António Manuel Couto Viana

O Senhor de Si

Numa das últimas páginas deste livro podemos aceder à “tábua do poemas”, um índice com os títulos dos 21 poemas, que foram escritos no período compreendido entre os finais de 1990 (Outubro) e inícios de 1991 (Abril).

Na leitura dos títulos é perceptível a carga pessoal e intimista dos poemas, denotando-se um possível percurso de crescimento pessoal, marcado pela presença e memórias das suas origens.

Mas seguindo a curiosidade provocada pela leitura inicial da “Tábua de Versos” mergulha-se no texto poético do autor, que neste livro tem uma marca claramente autobiográfica:

*   A irmã Adelaide Couto Viana a quem é dedicada a obra,…

*   as memórias do seu nascimento na casa que “oscilou como um barco no mar/…/ E, entre as rezas e ais, comecei a chorar. (p.7),

*   as memórias da infância,…

*   … as gotas de sangue, que marcam o desaparecimento de familiares… a primeira quando tinha cinco anos (Avô),… um amigo do Liceu (Trancredo, p.14)

Retábulo para um Íntimo Natal

” Retábulo para um íntimo Natal ” é uma recolha de dezasseis poemas, cuja maioria já fora publicada em outros volumes entretanto já esgotados. Outros, ainda que publicados, não faziam parte de qualquer livro do poeta (como vem referido na nota final ).
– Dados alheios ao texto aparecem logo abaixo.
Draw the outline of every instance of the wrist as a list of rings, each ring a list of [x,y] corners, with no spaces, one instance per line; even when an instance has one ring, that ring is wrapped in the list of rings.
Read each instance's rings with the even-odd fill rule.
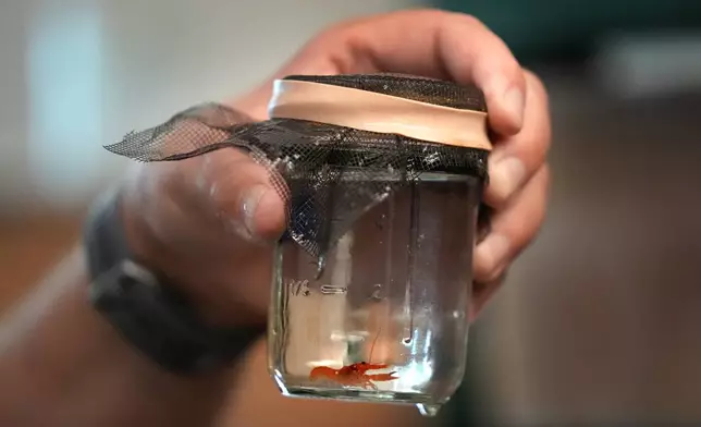
[[[230,297],[226,292],[226,272],[221,263],[208,264],[194,259],[188,251],[173,247],[159,239],[153,228],[142,215],[138,203],[122,192],[119,209],[124,234],[134,259],[158,271],[167,286],[181,294],[201,320],[213,327],[261,327],[266,324],[265,310],[255,309]],[[184,246],[187,246],[183,243]]]

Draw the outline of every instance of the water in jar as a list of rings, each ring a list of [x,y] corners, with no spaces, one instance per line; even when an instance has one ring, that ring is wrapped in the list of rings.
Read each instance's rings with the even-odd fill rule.
[[[362,215],[321,271],[280,244],[269,369],[282,393],[434,415],[465,374],[478,203],[475,178],[425,173]]]

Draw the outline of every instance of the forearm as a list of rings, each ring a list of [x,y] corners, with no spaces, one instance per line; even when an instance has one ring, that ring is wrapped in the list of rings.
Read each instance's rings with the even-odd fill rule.
[[[94,312],[87,283],[76,251],[2,320],[0,425],[208,425],[230,376],[160,370]]]

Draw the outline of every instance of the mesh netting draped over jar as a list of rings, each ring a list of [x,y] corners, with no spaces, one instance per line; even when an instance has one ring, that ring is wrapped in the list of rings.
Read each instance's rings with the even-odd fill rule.
[[[462,110],[485,111],[482,93],[451,82],[396,74],[310,76],[316,82],[380,93]],[[342,102],[342,100],[340,100]],[[185,110],[156,127],[132,132],[106,146],[138,161],[172,161],[223,147],[246,150],[270,172],[287,207],[283,240],[313,257],[366,211],[422,173],[468,174],[484,183],[489,151],[319,122],[271,119],[256,122],[222,105]]]

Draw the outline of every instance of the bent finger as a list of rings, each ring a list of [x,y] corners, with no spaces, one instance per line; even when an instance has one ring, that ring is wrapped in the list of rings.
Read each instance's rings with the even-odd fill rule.
[[[550,170],[543,164],[512,204],[494,216],[490,234],[475,248],[475,281],[494,281],[530,244],[545,217],[549,190]]]
[[[484,202],[501,208],[545,162],[551,145],[551,121],[545,87],[527,73],[526,119],[521,131],[495,144],[490,155],[490,183]]]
Assim, é uma obra que se considera estar por concluir pois, ao autor, é sempre possível a criação de mais poesia sobre a temática do Natal – note-se as datas em que cada um destes poemas veio a publicação ; de 1959 até ao ano de 1979.
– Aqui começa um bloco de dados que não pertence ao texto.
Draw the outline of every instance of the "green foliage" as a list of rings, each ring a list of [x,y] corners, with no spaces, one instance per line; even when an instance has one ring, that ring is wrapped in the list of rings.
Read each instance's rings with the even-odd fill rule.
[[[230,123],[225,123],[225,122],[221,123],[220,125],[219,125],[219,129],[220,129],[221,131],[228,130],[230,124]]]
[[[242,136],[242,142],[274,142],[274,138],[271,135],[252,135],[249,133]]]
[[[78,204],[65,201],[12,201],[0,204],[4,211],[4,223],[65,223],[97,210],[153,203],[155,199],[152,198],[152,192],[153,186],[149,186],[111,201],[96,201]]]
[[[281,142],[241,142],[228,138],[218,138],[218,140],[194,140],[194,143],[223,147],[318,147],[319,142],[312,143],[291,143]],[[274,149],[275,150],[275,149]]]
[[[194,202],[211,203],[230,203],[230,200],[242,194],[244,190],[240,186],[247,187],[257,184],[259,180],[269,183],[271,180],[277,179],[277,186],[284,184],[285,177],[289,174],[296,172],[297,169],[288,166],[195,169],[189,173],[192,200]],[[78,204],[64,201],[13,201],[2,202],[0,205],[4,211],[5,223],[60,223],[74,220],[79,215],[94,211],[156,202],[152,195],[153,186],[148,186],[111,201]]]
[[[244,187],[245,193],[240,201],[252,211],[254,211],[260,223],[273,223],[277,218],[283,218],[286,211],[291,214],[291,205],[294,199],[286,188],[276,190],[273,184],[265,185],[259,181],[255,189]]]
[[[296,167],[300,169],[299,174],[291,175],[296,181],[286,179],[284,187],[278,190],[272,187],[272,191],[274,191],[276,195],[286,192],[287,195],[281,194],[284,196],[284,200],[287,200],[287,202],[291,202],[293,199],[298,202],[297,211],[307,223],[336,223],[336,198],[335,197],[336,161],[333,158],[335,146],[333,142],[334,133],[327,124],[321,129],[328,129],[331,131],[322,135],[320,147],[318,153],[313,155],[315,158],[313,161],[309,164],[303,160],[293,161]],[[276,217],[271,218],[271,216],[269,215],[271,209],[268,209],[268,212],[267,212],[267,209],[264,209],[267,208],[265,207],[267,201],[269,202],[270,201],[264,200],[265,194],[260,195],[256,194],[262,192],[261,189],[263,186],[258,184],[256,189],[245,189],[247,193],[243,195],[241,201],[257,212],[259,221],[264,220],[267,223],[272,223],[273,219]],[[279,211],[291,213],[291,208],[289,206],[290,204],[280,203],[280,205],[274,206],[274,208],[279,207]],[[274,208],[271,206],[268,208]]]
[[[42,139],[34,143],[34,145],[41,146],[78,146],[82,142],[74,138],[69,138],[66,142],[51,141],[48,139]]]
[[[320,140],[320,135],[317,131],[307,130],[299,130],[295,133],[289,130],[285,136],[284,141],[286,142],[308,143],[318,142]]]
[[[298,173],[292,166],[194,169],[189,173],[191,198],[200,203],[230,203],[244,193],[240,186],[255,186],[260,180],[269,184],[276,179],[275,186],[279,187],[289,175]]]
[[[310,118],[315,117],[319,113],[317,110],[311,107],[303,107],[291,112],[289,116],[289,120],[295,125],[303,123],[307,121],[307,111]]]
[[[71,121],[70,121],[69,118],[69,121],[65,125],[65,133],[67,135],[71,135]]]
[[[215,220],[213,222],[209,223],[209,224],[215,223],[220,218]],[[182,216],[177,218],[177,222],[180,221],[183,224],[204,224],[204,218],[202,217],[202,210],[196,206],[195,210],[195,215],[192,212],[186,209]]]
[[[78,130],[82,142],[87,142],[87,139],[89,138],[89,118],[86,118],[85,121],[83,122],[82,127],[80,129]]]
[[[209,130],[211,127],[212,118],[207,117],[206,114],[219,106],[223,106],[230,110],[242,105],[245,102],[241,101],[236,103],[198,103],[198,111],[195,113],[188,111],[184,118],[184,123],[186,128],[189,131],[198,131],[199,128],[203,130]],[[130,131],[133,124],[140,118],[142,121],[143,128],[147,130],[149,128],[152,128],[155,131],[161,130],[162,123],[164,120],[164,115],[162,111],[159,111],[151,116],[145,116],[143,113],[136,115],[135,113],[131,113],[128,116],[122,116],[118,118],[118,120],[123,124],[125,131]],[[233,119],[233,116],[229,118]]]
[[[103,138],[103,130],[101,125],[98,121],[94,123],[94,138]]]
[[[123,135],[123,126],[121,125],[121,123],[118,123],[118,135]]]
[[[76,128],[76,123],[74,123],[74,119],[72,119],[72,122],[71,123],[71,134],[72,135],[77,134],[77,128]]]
António Manuel Couto Viana, neste “Retábulo Para Um Íntimo Natal”, remete-nos para uma infância longínqua e repleta de alegria comovida – como bem ilustra o poema da página 17, “Improviso de Natal”.

Transporta-nos também para um tempo de inocência e sobretudo de imaginação porque nos natais do poeta não havia neve mas chuva fria…”Cada Natal recordo os meus natais” (página 21).
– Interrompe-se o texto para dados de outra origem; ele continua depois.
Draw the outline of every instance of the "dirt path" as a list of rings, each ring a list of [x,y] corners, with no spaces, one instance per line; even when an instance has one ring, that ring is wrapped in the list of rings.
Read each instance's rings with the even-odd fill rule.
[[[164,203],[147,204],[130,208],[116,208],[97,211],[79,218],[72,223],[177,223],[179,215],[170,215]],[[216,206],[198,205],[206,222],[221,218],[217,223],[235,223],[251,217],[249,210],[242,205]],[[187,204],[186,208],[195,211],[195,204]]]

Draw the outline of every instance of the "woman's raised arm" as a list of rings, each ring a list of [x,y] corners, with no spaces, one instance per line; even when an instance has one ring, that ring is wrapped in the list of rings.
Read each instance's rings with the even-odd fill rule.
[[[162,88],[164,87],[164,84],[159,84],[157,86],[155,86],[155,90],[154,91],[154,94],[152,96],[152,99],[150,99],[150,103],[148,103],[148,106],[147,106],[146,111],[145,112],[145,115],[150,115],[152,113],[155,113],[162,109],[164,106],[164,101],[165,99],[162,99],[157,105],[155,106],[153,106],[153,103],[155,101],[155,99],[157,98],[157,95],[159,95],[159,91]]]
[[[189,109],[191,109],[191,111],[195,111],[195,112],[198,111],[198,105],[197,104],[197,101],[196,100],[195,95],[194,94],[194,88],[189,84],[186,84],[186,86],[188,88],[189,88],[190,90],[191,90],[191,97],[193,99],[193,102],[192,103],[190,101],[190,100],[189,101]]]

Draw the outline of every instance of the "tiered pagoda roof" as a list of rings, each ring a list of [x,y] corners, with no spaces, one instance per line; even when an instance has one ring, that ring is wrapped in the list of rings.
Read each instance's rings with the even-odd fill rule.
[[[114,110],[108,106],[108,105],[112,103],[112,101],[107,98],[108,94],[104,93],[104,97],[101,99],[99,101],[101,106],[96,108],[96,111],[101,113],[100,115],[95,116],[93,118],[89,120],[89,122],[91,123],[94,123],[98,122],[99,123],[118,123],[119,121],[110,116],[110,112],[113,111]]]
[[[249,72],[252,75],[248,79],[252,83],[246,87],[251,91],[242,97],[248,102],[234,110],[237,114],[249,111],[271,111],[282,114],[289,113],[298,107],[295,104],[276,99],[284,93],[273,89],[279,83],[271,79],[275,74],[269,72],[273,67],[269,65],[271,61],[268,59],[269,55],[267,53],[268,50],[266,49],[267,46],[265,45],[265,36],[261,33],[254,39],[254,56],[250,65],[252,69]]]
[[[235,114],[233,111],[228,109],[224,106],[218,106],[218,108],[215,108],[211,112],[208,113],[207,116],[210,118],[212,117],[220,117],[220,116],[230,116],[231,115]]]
Em vários poemas, Couto Viana interroga-se se o Natal irá nascer de novo – Natal como metáfora de poesia que o poeta diz nascer também de um esforço, de um sinal…”Sob o tema Natal” (página 23).

Noutros textos ainda, o poeta, numa crítica adulta e lúcida, constata um Natal cada vez menos natal, só feito de rituais e requintes de arte…”Natal cada vez menos” (página 25).

Então, ciente desta fraqueza, o poeta preconiza a pureza do Natal primordial, de pinheirinho desprovido de qualquer decoração e, por isso mesmo, “…mais belo e vivo e humano.” (Página 30),” Primeira lição de Natal”.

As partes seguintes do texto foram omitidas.